There’s been a great deal of confusion surrounding the Democrats’ proposals to extend the filing deadline for unemployment benefits, which came and went yesterday. And it’s easy to see why. A number of media outlets have reported that the Democratic bills include “an extension of UI benefits,” or some variation thereof. (The Associated Press, for example, wrote a widely circulated piece last week indicating that the Senate bill “would continue to provide additional weeks of benefits to jobless people whose unemployment insurance would otherwise expire.”)
Reports like that one have raised the spirits of many long-term unemployed folks, who are hoping that Congress will create additional tiers of benefits. Sorry in advance for being the bearer of bad news, but the proposals floating around Capitol Hill wouldn’t do it.
“It is not a new tier,” the office of Senate Majority Leader Harry Reid (D-Nev.) clarified today, “but rather an extension of the expiration of the [existing] tiers.”
The confusion stems largely from the bewildering framework of the UI system itself. Very generally, states offer 26 weeks of benefits to qualified unemployed workers before four tiers (maximum) of federal benefits — dubbed Emergency Unemployment Compensation (EUC) – kick in.
Tier I (20 weeks) and Tier II (13 weeks) were created by last year’s $787 billion stimulus bill.

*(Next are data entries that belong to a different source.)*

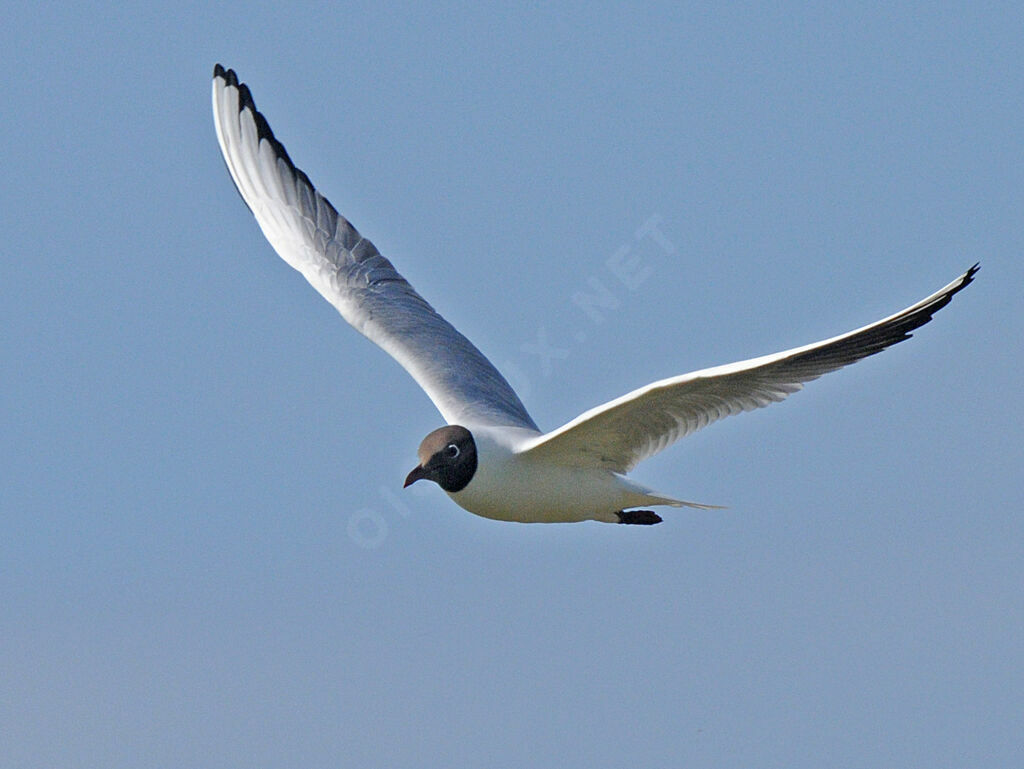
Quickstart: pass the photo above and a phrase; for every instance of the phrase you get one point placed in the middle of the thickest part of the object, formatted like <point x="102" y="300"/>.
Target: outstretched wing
<point x="308" y="233"/>
<point x="625" y="431"/>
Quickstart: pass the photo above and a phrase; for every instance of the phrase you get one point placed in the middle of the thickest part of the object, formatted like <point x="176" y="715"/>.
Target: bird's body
<point x="514" y="484"/>
<point x="492" y="459"/>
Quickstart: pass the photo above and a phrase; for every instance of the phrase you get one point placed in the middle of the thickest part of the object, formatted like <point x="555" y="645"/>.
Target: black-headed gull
<point x="491" y="458"/>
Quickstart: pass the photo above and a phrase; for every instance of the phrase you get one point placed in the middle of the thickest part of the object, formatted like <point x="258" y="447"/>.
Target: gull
<point x="491" y="458"/>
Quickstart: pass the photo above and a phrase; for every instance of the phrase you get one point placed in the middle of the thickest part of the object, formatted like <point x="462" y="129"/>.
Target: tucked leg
<point x="639" y="517"/>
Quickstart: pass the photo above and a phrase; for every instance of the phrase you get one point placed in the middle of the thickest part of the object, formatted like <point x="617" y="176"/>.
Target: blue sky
<point x="207" y="557"/>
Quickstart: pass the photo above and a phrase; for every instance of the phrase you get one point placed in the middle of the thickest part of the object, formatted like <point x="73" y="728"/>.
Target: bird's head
<point x="448" y="457"/>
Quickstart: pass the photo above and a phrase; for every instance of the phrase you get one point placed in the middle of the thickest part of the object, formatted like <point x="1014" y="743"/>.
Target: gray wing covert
<point x="308" y="233"/>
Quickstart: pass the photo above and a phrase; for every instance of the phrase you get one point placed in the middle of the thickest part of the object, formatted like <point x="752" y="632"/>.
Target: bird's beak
<point x="418" y="472"/>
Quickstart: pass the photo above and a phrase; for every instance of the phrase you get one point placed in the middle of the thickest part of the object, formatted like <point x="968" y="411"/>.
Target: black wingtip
<point x="226" y="75"/>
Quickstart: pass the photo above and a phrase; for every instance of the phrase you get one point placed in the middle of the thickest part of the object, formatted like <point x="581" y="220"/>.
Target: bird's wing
<point x="623" y="432"/>
<point x="308" y="233"/>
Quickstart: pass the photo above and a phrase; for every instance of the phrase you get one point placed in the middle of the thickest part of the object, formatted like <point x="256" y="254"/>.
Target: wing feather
<point x="627" y="430"/>
<point x="308" y="233"/>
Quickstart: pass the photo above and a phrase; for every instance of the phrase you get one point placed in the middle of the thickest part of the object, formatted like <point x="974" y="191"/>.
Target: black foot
<point x="639" y="517"/>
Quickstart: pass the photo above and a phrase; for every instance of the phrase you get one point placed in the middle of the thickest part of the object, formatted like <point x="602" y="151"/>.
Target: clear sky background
<point x="207" y="558"/>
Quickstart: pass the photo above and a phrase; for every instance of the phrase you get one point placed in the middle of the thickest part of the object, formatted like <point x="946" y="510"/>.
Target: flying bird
<point x="491" y="458"/>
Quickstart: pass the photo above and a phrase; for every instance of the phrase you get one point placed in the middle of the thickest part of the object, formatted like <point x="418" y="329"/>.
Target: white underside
<point x="510" y="485"/>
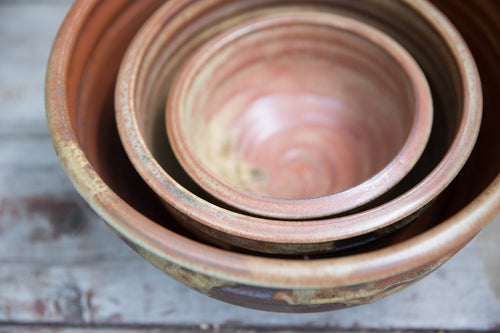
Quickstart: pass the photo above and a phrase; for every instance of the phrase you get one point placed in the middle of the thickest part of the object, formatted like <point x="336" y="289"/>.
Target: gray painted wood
<point x="60" y="264"/>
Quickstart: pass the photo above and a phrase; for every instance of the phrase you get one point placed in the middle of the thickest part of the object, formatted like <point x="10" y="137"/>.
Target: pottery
<point x="176" y="30"/>
<point x="85" y="139"/>
<point x="299" y="115"/>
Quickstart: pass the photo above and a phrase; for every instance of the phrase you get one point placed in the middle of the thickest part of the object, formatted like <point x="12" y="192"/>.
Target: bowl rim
<point x="377" y="184"/>
<point x="442" y="240"/>
<point x="294" y="232"/>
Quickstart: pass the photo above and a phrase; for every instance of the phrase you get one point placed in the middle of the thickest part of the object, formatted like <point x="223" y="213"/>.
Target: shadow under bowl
<point x="175" y="31"/>
<point x="79" y="104"/>
<point x="299" y="115"/>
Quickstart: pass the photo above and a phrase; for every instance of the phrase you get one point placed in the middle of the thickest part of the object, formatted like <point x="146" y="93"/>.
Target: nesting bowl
<point x="173" y="33"/>
<point x="79" y="104"/>
<point x="299" y="115"/>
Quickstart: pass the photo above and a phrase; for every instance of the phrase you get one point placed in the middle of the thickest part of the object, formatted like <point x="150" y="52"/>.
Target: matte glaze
<point x="381" y="269"/>
<point x="165" y="42"/>
<point x="319" y="111"/>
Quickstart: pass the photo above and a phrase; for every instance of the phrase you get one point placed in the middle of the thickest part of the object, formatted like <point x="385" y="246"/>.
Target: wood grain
<point x="62" y="270"/>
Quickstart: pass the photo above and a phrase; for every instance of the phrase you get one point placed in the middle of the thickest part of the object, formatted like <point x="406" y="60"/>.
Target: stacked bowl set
<point x="283" y="155"/>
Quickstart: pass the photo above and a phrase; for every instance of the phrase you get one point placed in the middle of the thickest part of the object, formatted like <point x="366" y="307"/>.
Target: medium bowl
<point x="79" y="104"/>
<point x="299" y="115"/>
<point x="175" y="31"/>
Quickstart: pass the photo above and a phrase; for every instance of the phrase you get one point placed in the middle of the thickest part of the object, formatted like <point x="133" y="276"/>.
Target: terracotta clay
<point x="166" y="41"/>
<point x="328" y="282"/>
<point x="299" y="115"/>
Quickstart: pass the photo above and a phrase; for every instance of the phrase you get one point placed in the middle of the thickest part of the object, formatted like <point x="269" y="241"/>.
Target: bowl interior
<point x="162" y="68"/>
<point x="295" y="107"/>
<point x="87" y="102"/>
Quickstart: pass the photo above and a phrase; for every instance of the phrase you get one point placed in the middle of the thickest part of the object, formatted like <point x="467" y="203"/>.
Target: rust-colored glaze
<point x="178" y="29"/>
<point x="268" y="283"/>
<point x="317" y="110"/>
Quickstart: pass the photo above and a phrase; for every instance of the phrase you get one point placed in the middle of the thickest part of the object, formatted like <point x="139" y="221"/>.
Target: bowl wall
<point x="319" y="111"/>
<point x="166" y="40"/>
<point x="96" y="166"/>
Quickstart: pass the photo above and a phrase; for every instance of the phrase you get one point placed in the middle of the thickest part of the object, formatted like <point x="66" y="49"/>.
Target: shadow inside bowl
<point x="96" y="129"/>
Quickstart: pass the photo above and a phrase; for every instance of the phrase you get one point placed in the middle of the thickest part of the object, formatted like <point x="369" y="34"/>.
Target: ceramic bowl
<point x="299" y="115"/>
<point x="79" y="104"/>
<point x="174" y="32"/>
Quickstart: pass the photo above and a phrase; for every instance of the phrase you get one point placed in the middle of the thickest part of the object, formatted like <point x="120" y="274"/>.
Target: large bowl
<point x="299" y="115"/>
<point x="80" y="114"/>
<point x="177" y="30"/>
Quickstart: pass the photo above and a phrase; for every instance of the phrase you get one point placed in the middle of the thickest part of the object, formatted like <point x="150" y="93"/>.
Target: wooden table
<point x="62" y="270"/>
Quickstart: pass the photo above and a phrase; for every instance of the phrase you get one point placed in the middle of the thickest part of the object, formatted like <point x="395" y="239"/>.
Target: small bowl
<point x="167" y="40"/>
<point x="299" y="115"/>
<point x="80" y="118"/>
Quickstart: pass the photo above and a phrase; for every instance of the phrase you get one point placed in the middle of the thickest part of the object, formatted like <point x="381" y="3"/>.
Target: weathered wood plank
<point x="59" y="264"/>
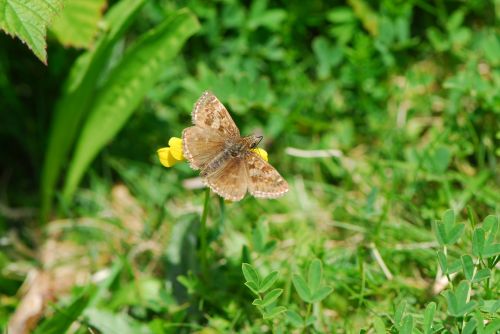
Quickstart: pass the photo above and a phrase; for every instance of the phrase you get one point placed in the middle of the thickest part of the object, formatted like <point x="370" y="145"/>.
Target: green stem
<point x="203" y="233"/>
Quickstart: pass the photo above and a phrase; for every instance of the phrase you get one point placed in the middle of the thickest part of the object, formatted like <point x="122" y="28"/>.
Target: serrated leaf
<point x="274" y="312"/>
<point x="127" y="85"/>
<point x="250" y="274"/>
<point x="321" y="294"/>
<point x="314" y="275"/>
<point x="429" y="318"/>
<point x="301" y="286"/>
<point x="77" y="25"/>
<point x="268" y="281"/>
<point x="28" y="21"/>
<point x="270" y="297"/>
<point x="77" y="97"/>
<point x="468" y="267"/>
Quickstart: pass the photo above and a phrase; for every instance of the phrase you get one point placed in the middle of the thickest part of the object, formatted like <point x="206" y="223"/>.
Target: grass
<point x="382" y="116"/>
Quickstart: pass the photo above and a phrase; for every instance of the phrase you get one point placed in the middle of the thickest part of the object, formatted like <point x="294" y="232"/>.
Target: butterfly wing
<point x="230" y="180"/>
<point x="200" y="146"/>
<point x="264" y="181"/>
<point x="210" y="113"/>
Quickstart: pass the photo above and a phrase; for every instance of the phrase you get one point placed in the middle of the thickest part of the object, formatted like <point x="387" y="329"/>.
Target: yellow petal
<point x="176" y="148"/>
<point x="166" y="157"/>
<point x="261" y="152"/>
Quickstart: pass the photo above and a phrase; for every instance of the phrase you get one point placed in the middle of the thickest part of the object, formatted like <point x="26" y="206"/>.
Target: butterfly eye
<point x="259" y="139"/>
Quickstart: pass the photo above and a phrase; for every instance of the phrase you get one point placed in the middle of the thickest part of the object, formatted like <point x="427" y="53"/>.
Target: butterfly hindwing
<point x="200" y="145"/>
<point x="263" y="179"/>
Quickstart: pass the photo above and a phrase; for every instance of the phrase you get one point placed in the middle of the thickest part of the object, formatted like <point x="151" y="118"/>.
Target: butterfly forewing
<point x="263" y="179"/>
<point x="201" y="145"/>
<point x="210" y="113"/>
<point x="230" y="180"/>
<point x="227" y="165"/>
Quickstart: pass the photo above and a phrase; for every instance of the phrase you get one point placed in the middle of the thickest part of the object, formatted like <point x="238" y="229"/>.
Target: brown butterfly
<point x="226" y="160"/>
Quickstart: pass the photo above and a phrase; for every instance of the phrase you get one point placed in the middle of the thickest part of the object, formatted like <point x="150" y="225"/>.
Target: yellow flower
<point x="261" y="152"/>
<point x="172" y="154"/>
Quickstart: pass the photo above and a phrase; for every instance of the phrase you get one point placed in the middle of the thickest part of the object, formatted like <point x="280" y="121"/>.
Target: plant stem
<point x="203" y="233"/>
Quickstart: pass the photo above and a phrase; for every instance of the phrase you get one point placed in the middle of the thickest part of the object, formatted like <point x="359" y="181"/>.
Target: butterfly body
<point x="227" y="163"/>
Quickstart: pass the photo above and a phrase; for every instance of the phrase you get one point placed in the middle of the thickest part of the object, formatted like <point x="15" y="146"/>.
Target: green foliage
<point x="77" y="25"/>
<point x="77" y="97"/>
<point x="28" y="21"/>
<point x="265" y="300"/>
<point x="381" y="115"/>
<point x="126" y="86"/>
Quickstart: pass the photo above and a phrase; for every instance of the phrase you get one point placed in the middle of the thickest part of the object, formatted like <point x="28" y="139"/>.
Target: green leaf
<point x="429" y="317"/>
<point x="379" y="326"/>
<point x="274" y="312"/>
<point x="253" y="287"/>
<point x="77" y="25"/>
<point x="321" y="294"/>
<point x="258" y="237"/>
<point x="469" y="326"/>
<point x="407" y="326"/>
<point x="271" y="297"/>
<point x="398" y="315"/>
<point x="295" y="319"/>
<point x="455" y="233"/>
<point x="127" y="84"/>
<point x="268" y="281"/>
<point x="63" y="318"/>
<point x="471" y="214"/>
<point x="449" y="218"/>
<point x="443" y="262"/>
<point x="314" y="275"/>
<point x="447" y="232"/>
<point x="468" y="267"/>
<point x="481" y="274"/>
<point x="301" y="286"/>
<point x="251" y="275"/>
<point x="457" y="300"/>
<point x="341" y="15"/>
<point x="492" y="327"/>
<point x="108" y="322"/>
<point x="28" y="21"/>
<point x="79" y="90"/>
<point x="478" y="242"/>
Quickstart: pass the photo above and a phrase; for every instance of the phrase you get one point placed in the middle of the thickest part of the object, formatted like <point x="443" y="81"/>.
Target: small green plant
<point x="266" y="300"/>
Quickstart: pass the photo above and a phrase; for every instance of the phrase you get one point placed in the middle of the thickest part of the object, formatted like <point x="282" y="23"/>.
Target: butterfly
<point x="225" y="159"/>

And last fall, lawmakers stepped in again to (1) add an extra week to Tier 2, making it 14 weeks instead of 13 weeks, (2) create Tier III (13 weeks) for states with unemployment rates higher than 6 percent, and (3) create Tier IV (6 weeks) for states with unemployment rates topping 8.5 percent.
The problem: Beneficiaries must exhaust the benefits they’re receiving before they can file for the next level. Because that filing deadline was yesterday, those exhausting their Tier I, II or III benefits from now forward won’t be eligible for the next level without congressional action.
The House passed a six-month filing extension in December. And Senate lawmakers are currently eying plans to go further, extending the filing deadline at least through December, and maybe two months longer. But neither plan would, for example, add a Tier V.
The distinction is notable in an economy where 6.3 million Americans have been out of work longer than 27 weeks.